Have you discussed hospice? Will that be at home or in a facility?
You matter to. You will be presumably living in the neighborhood and be receiving condolences. I would plan my responses accordingly. “The condition was advanced. There was a wish for privacy”. Something to ease the situation and move along and keep you from having to explain over and over. I think sometimes people were closer friends though life but in the end lose the connection. But please do find someone you can trust and are able to discuss these events with.
Many of us have been where you are in the realization that we are in the final days of a parents life and posters do find it comforting to come here for support and hugs. We care. Let us know how it goes.
When you have to make those calls to say he has passed on and they ask what the cause was, say it was end stage 4 lung cancer which was untreatable. If they ask if you were aware you can say yes and explain since your father did not know how long he had he just wanted to quietly enjoy what time was left rather than deal with reactions to the news.
If they continue to pressurise that you should have informed them, you can state that you empathised with his predicament, honoured his wishes yet continued to check in case he changed his view regarding his family being informed in the hope that he would agree .
Should they be selfish enough to continue - point out he was in full control of his mental faculties and wished to avoid any distress at that time, and even though it placed you in an awkward predicament you complied with his last wishes.
I hope that your father may change his mind and give the rest of your family a chance to meet, laugh at memories, cry a little, forgive, forget and become closer as a result
You will have others express anger, it's part of the grieving process. Realize it is not against you, but against the situation.
Calmly tell others, when he/she has passed, that this was your parent's wishes and his/her business. You are honoring that trust.
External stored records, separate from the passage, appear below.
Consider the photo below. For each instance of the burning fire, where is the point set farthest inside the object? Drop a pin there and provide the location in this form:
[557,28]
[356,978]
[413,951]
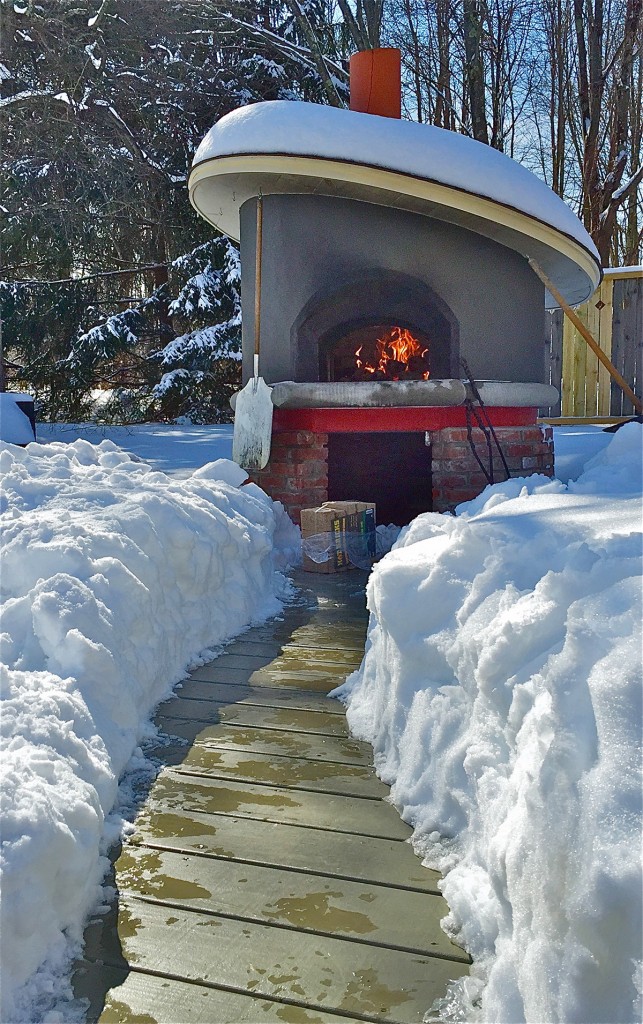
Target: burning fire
[395,354]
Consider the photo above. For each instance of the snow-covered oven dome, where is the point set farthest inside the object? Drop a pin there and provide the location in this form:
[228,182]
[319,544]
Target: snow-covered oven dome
[282,147]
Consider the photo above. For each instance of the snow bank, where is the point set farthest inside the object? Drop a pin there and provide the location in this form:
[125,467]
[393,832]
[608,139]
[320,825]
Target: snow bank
[115,578]
[501,688]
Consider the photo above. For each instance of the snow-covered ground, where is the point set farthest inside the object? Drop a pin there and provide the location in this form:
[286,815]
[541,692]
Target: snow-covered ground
[501,689]
[175,450]
[115,578]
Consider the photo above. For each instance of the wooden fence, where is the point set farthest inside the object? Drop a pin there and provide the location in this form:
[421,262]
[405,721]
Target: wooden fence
[614,315]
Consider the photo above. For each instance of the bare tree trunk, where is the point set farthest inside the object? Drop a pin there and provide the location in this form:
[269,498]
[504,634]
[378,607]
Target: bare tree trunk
[612,195]
[474,69]
[443,102]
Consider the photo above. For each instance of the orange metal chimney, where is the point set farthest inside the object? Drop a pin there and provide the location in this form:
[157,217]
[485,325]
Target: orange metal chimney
[376,82]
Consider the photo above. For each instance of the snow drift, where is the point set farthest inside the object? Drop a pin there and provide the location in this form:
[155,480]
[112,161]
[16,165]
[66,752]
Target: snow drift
[115,578]
[501,688]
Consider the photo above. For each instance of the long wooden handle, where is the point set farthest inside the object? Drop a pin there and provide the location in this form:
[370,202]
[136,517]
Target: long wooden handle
[583,331]
[258,243]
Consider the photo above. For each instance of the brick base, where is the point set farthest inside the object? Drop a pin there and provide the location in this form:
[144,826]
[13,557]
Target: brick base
[297,473]
[457,476]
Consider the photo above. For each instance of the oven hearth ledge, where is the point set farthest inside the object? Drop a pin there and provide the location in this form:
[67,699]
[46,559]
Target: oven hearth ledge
[395,394]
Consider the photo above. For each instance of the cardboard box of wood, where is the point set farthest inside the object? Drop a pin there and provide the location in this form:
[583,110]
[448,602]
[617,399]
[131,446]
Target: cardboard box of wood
[338,536]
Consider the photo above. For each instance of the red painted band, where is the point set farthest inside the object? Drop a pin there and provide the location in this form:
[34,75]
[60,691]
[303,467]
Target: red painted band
[386,420]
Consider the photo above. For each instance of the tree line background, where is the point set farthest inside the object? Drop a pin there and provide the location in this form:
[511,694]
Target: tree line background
[117,299]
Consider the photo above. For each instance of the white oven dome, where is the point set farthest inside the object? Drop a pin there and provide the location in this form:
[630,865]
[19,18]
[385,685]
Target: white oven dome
[297,147]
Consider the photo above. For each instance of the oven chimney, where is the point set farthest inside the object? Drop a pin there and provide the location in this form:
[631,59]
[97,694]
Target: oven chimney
[376,82]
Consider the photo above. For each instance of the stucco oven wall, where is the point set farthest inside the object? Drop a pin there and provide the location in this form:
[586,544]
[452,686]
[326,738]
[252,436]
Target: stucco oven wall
[315,245]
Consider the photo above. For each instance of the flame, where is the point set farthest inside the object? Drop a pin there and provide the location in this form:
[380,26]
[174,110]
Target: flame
[397,345]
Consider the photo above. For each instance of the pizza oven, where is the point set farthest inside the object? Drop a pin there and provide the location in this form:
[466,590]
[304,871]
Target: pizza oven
[393,274]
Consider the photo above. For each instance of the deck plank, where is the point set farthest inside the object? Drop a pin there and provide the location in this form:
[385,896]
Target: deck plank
[267,877]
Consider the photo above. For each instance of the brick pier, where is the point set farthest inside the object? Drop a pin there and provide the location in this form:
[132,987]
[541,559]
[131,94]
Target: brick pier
[297,473]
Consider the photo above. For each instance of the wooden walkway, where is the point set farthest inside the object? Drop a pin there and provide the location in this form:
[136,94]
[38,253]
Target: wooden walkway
[268,879]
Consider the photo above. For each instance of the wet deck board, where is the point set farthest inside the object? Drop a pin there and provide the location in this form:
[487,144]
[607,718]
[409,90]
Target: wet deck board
[267,877]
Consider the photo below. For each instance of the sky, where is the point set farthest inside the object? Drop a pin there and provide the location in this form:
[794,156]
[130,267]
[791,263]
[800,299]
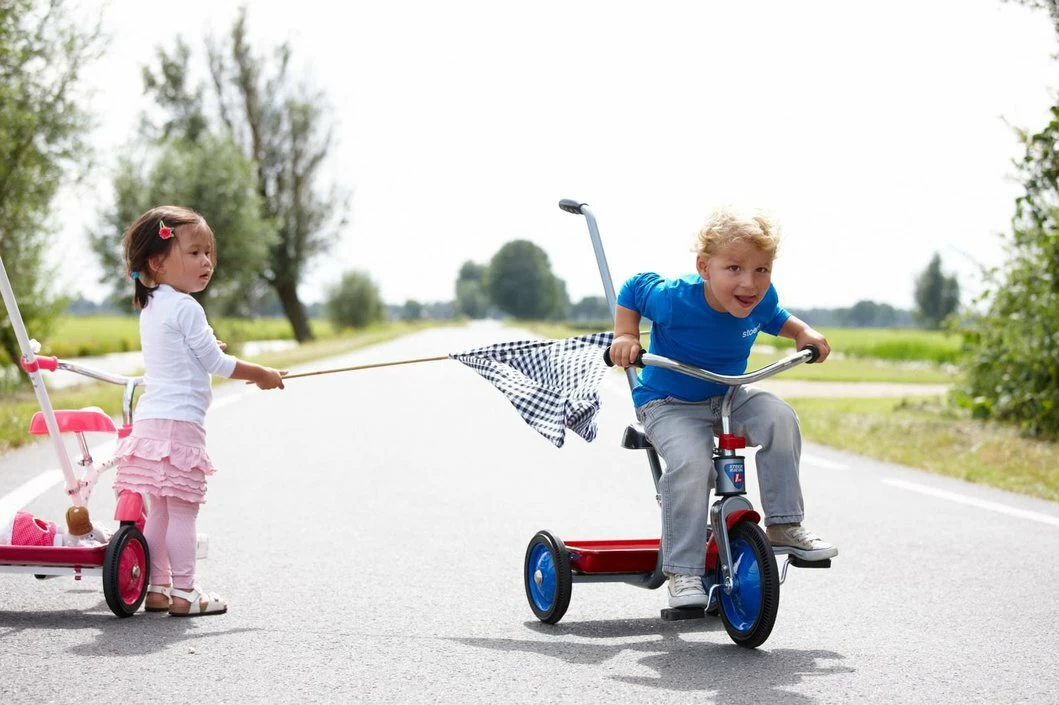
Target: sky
[876,138]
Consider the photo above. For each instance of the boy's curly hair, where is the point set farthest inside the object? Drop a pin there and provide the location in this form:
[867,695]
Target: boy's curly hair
[729,224]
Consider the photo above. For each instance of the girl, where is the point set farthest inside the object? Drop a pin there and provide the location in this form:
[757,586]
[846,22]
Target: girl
[169,255]
[711,320]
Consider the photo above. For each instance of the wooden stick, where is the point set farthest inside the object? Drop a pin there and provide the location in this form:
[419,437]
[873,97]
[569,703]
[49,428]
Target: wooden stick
[377,364]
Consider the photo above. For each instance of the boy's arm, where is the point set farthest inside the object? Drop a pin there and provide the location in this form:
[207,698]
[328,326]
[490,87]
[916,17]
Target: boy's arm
[626,346]
[804,335]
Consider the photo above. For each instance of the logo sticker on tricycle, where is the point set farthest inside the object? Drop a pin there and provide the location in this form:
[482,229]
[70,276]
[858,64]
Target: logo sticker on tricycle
[735,473]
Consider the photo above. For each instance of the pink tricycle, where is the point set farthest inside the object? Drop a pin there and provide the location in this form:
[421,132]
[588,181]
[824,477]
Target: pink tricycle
[122,560]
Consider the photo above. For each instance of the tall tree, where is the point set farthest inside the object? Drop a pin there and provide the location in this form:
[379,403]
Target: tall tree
[283,128]
[43,50]
[1013,361]
[212,176]
[936,294]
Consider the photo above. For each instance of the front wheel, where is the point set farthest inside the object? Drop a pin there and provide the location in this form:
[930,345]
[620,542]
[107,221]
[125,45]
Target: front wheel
[548,577]
[126,571]
[750,611]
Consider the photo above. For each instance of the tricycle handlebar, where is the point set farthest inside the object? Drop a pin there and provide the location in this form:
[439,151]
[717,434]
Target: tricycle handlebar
[807,354]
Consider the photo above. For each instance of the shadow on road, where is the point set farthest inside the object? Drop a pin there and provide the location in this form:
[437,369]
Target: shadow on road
[141,634]
[725,671]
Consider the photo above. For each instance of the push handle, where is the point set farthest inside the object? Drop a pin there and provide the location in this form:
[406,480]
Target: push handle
[571,205]
[40,362]
[610,363]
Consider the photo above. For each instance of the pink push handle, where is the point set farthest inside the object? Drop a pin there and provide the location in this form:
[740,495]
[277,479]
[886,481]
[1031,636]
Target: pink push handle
[40,362]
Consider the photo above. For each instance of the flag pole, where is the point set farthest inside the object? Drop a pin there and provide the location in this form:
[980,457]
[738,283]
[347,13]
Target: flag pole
[377,364]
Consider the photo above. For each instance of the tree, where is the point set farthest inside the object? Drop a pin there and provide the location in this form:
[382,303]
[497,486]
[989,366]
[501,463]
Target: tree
[213,175]
[412,310]
[355,302]
[591,308]
[42,127]
[937,295]
[471,297]
[521,282]
[1013,362]
[282,128]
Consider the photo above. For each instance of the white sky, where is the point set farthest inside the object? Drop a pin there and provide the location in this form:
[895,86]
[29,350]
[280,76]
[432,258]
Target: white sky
[878,133]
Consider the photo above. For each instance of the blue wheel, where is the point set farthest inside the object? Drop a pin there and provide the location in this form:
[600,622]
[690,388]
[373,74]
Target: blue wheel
[749,612]
[548,577]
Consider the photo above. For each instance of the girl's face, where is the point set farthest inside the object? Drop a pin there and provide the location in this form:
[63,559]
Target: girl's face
[736,276]
[189,265]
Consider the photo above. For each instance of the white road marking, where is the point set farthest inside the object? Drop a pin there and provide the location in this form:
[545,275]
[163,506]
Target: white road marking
[983,504]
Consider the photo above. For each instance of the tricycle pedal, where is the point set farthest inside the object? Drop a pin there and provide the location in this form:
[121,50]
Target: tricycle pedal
[676,614]
[801,562]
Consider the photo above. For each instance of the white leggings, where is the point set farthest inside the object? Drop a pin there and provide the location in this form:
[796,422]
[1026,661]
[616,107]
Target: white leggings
[171,539]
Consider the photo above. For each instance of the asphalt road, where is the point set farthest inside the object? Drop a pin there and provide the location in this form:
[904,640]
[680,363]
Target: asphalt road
[369,530]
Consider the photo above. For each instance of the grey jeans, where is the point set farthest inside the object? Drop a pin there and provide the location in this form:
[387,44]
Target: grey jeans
[683,434]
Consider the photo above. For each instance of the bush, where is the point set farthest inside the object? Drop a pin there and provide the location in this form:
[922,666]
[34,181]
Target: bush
[355,302]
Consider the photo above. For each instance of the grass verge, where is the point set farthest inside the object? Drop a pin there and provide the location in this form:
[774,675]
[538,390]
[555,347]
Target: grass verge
[926,433]
[19,407]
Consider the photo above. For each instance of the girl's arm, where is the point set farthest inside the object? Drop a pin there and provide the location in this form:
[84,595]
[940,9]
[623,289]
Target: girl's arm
[266,378]
[626,346]
[804,335]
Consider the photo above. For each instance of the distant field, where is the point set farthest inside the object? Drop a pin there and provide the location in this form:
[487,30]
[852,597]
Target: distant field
[79,336]
[894,344]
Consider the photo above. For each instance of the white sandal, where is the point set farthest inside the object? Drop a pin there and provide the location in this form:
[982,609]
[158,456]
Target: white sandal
[159,590]
[215,603]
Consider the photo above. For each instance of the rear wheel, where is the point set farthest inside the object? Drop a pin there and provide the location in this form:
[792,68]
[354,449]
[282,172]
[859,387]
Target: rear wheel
[548,577]
[126,571]
[750,611]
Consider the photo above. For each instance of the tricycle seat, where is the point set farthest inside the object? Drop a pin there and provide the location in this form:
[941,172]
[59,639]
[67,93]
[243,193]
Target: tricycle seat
[634,438]
[90,419]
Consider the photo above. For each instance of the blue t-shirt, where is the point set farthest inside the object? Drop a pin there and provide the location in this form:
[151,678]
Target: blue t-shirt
[686,328]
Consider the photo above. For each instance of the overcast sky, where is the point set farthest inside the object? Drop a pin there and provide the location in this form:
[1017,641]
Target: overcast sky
[877,132]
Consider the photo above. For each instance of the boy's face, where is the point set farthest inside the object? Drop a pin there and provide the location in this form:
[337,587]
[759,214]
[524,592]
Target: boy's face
[736,276]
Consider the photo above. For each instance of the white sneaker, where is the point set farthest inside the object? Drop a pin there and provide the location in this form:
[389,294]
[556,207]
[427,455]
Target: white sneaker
[801,542]
[686,591]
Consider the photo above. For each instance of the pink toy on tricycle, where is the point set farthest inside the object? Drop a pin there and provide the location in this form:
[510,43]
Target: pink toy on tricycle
[84,548]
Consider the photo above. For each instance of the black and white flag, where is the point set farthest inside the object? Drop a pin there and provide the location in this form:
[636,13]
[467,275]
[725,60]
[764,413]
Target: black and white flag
[553,383]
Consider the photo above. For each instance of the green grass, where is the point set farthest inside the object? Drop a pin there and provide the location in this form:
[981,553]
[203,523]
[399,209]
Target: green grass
[838,368]
[82,336]
[18,407]
[928,434]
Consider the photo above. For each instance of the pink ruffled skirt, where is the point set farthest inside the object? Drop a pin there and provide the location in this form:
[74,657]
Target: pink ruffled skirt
[164,457]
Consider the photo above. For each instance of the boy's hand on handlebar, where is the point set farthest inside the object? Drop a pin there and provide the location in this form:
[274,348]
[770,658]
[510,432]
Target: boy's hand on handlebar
[624,350]
[810,337]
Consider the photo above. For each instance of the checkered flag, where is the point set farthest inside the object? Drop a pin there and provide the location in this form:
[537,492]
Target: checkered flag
[553,383]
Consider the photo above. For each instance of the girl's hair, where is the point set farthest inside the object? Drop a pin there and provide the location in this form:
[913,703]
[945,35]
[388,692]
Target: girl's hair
[728,224]
[143,240]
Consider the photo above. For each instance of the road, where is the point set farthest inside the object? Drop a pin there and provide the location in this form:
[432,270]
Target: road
[369,530]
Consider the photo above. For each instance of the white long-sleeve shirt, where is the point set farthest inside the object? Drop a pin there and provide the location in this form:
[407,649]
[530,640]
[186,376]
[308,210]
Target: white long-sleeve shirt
[179,354]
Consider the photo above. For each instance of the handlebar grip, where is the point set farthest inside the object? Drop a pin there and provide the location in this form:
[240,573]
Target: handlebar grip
[571,205]
[610,363]
[814,350]
[40,362]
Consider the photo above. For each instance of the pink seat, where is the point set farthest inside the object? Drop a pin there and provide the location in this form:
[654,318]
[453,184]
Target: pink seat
[90,419]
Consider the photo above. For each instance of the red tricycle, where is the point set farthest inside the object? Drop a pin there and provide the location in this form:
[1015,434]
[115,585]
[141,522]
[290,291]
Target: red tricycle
[741,578]
[121,559]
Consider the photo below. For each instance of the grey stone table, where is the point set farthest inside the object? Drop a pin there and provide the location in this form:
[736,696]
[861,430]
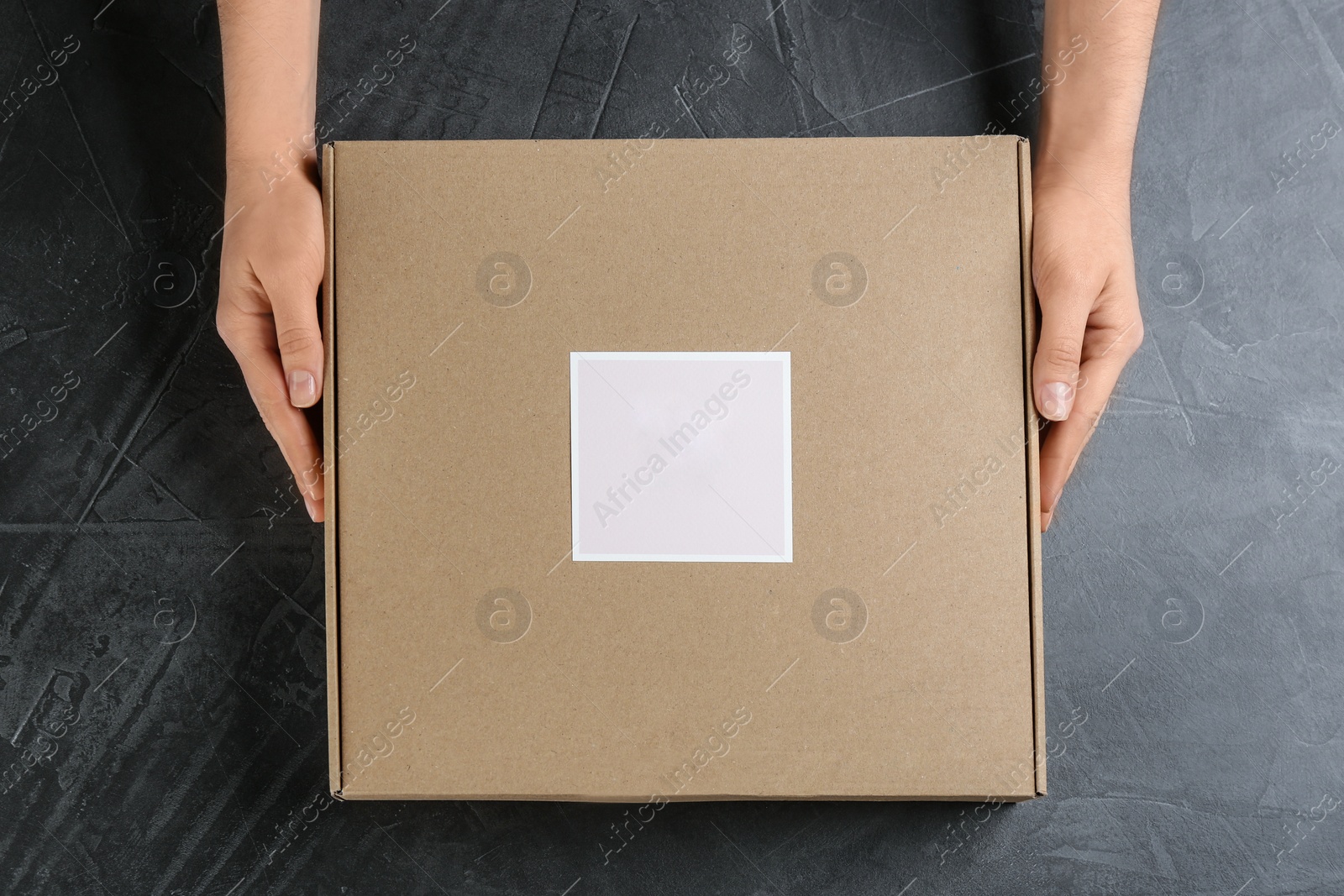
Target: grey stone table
[161,595]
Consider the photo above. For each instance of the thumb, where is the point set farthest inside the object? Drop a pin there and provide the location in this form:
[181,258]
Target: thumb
[1063,322]
[299,338]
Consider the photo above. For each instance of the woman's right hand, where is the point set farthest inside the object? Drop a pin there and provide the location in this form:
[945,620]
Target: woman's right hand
[269,271]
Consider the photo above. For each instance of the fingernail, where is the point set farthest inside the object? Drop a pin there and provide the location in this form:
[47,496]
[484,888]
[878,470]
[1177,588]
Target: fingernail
[302,389]
[1057,399]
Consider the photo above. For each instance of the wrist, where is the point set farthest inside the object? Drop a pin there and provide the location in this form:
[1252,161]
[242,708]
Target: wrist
[1100,170]
[264,164]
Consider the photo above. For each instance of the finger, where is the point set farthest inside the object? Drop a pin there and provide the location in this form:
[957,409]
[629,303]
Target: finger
[252,338]
[1063,322]
[1066,438]
[293,300]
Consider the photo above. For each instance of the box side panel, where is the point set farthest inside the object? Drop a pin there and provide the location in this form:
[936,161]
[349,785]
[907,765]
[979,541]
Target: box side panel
[333,757]
[1028,318]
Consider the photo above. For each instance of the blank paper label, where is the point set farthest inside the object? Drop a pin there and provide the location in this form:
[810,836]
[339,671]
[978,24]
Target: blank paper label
[682,457]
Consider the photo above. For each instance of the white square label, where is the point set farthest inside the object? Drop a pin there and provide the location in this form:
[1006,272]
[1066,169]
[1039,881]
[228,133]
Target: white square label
[682,457]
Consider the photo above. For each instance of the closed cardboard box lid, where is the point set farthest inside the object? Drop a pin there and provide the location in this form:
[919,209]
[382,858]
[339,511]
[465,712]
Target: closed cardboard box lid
[476,652]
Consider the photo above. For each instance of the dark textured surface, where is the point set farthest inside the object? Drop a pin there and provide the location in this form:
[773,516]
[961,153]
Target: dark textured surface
[161,598]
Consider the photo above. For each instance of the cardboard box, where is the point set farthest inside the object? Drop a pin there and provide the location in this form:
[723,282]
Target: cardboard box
[477,291]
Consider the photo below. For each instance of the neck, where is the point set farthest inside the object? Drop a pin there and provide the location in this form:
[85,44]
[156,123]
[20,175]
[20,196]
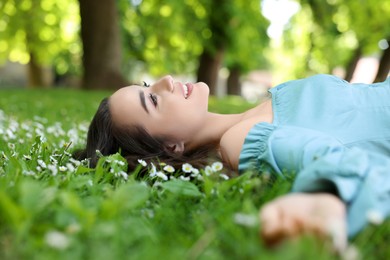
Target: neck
[215,127]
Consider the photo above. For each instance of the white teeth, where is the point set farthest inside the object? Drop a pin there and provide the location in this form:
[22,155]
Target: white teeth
[185,91]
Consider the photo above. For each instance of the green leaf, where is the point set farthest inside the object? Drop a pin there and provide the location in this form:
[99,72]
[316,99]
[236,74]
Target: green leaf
[183,188]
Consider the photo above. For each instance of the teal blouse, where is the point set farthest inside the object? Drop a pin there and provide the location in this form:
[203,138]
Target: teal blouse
[335,136]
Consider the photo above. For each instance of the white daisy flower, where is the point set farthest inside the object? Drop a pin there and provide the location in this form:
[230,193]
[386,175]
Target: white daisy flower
[41,163]
[53,169]
[169,168]
[70,167]
[195,171]
[245,219]
[142,162]
[224,176]
[186,167]
[161,175]
[217,166]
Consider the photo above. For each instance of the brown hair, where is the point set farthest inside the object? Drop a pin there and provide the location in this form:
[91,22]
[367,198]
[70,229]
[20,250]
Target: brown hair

Having said that, you can't very well pick this moment to argue it out with your dying parent and hope to correct such a supremely self-centred point of view. Of course not.
So, when the day dawns, you will have to follow through by holding tight to your parent's wish and rejecting any blame for it. This is your parent's decision, you are carrying it out, the rest of it is nothing to do with you. It is between the parent and the adult children. You have no authority, so you can have no responsibility.
The only other thing I can think of is calling on a pastor or religious counsellor to listen to your parent and, perhaps, advise a change of heart. It isn't a matter of the children assuaging their consciences; it's a matter of excising the vindictiveness that your parent seems bent on carrying to the grave, and hoping that will benefit the parent.
I can see this coming in my extended family. My Son-in-Law's parents have never approved of any of his choices. They require 2 weeks notice before they will approve of a visit from their children. Then there are a lot of must do this or that attached. They scold so much and have put themselves in the abandoned position. They won't call their children they expect the children, who are in their 50's to call them. I expect my SIL and his brother not to know about any death until it is over. Maybe not even about the funeral. What selfish people they are. I am considered a Grandma to one who isn't even related to me by blood. I might add, I love this kid with all my heart.
You are the strong one here. Some call this putting you in a difficult situation but this isn't the first time you've been on his side. Do the best you can, that's all you can do and he knows it. And some would say what if you were the sibling with information withheld, you would know why and so do they.
I'm sorry you're having to go through this.